State attorneys said Alabama procedures allow Ray’s imam to visit him before he is led to the execution chamber and to witness the execution from an adjoining room.
Responding to a defense request, the state said Ray had access to a Quran, and he was allowed to take a prayer mat into a holding cell as officials waited on the court to rule.
The 11th Circuit stayed the execution to weigh claims that Alabama’s procedures favor Christian inmates. Ray, who is Muslim, asked that his imam replace a Christian prison chaplain who typically remains in the execution chamber during a lethal injection.
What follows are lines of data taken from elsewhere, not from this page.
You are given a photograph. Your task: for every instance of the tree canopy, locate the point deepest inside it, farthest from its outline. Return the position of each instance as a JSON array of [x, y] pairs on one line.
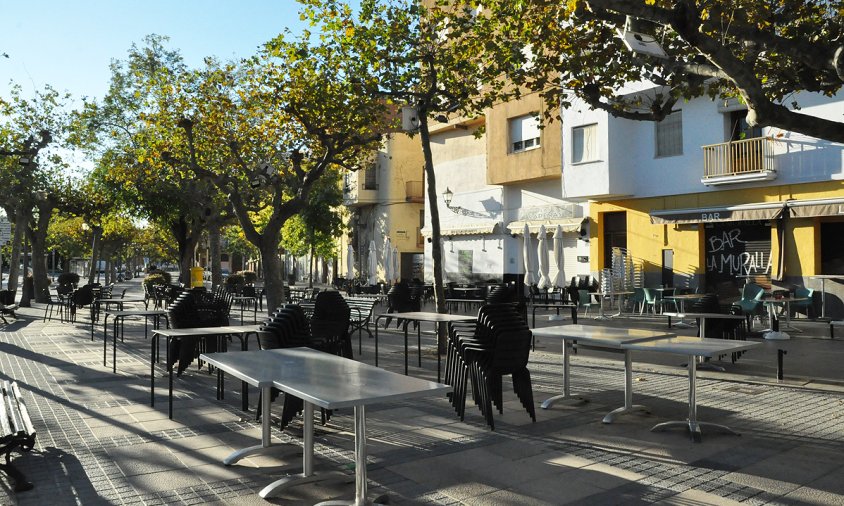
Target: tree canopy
[[763, 52]]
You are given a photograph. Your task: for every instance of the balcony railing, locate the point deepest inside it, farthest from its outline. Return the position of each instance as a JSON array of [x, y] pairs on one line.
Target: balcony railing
[[414, 192], [743, 160]]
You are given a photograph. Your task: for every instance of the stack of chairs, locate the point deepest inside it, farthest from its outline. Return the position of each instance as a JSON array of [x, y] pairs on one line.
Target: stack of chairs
[[194, 309], [400, 299], [330, 324], [497, 344], [289, 327]]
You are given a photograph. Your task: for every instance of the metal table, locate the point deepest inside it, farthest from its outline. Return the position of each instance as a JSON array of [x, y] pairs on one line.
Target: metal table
[[703, 317], [823, 278], [242, 332], [120, 316], [682, 309], [775, 332], [419, 316], [606, 339], [323, 380], [611, 295], [692, 347]]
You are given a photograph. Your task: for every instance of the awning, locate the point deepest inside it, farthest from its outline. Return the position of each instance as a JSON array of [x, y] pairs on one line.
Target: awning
[[465, 228], [763, 211], [568, 225], [818, 207]]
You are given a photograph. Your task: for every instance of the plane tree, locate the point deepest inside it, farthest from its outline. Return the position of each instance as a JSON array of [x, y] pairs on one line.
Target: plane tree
[[126, 133], [417, 54], [265, 130], [765, 53], [35, 173]]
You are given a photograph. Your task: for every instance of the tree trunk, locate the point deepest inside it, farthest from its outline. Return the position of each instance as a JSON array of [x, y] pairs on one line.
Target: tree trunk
[[214, 241], [186, 259], [95, 243], [273, 279], [436, 251], [15, 259]]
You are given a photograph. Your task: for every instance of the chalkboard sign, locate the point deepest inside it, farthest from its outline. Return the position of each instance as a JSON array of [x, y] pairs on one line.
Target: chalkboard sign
[[738, 250]]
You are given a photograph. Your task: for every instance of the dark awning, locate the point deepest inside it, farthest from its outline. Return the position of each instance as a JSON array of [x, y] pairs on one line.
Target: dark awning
[[817, 207], [764, 211]]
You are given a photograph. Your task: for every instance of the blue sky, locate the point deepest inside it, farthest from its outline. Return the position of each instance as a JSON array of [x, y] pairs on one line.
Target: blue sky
[[69, 43]]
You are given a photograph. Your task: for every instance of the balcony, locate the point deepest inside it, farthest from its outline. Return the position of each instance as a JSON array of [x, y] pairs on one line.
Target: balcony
[[358, 191], [743, 161], [414, 192]]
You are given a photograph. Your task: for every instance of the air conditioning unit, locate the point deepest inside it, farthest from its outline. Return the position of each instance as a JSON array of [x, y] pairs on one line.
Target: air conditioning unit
[[409, 119]]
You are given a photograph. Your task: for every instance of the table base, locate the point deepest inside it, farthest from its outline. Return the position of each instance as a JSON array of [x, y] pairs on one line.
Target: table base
[[694, 428], [381, 499], [775, 335], [295, 480], [566, 398], [610, 417]]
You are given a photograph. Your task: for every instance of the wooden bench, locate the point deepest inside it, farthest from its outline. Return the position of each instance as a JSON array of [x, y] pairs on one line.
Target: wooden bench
[[361, 316], [16, 432]]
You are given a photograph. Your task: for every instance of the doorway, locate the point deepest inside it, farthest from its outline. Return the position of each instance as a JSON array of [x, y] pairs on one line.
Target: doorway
[[615, 234]]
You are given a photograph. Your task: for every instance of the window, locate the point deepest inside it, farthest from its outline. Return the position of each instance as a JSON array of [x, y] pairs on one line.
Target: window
[[369, 180], [524, 133], [584, 143], [669, 135]]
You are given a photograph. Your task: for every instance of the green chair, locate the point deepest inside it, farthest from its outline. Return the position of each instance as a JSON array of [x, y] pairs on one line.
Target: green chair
[[638, 298], [584, 300], [804, 305], [652, 299], [751, 302]]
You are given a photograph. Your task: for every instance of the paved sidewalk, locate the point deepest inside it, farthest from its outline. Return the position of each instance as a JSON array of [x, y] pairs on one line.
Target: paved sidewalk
[[99, 441]]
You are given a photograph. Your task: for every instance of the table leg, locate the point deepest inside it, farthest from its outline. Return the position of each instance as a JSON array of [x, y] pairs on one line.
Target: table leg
[[628, 407], [169, 380], [702, 363], [547, 403], [114, 344], [692, 423], [307, 475], [152, 347], [266, 437], [823, 298], [406, 322], [681, 324], [376, 340], [105, 339]]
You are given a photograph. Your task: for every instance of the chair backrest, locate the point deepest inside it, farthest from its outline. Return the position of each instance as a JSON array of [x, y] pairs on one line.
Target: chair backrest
[[752, 291], [802, 291], [584, 298], [83, 296], [638, 294]]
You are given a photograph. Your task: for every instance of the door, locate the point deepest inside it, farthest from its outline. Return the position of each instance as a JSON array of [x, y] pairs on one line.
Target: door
[[615, 234]]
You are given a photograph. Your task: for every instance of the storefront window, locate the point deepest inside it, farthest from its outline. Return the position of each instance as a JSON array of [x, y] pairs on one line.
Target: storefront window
[[832, 248]]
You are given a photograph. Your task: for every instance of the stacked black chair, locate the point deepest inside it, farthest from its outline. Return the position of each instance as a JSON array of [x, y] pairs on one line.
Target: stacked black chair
[[194, 309], [496, 345], [330, 324], [289, 328], [400, 300]]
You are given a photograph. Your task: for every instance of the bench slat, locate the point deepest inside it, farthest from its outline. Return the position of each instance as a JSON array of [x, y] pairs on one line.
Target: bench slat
[[27, 421], [4, 413]]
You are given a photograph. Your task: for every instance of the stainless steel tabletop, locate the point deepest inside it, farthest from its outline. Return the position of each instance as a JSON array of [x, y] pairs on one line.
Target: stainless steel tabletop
[[608, 337], [688, 345], [325, 380]]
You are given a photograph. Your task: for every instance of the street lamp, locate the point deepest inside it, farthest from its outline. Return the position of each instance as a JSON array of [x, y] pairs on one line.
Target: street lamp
[[447, 196]]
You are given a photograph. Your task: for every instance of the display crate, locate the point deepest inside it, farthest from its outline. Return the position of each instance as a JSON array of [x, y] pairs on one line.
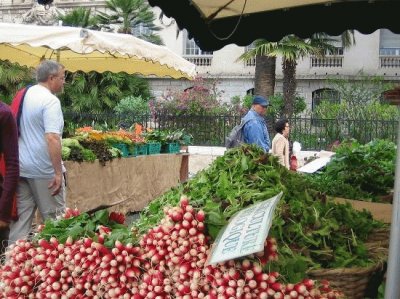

The chaplain will pray with an inmate if the inmate requests it.
“The central constitutional problem here is that the state has regularly placed a Christian cleric in the execution room to minister to the needs of Christian inmates, but has refused to provide the same benefit to a devout Muslim and all other non-Christians,” the three-judge panel wrote.
Ray’s attorneys asked the court to maintain the stay.
Harville disappeared from her Selma home in July 1995. Her decomposing body was found in a cotton field a month later.
Ray was convicted in 1999 after another man, Marcus Owden, confessed to his role in the crime and implicated Ray. Owden told police that they had picked the girl up for a night out on the town and then raped her. Owden said that Ray cut the girl’s throat. Owden pleaded guilty to murder, testified against Ray and is serving a life sentence without parole.
A jury recommended the death penalty for Ray by an 11-1 vote.
Ray’s legal team has also asked the court to stay the execution on other grounds.
They argued it was not disclosed to the defense team that records from a state psychiatric facility suggested Owden suffered from schizophrenia and delusions. Attorneys said the state had a duty to find and produce the information, but the state argued the execution should go forward.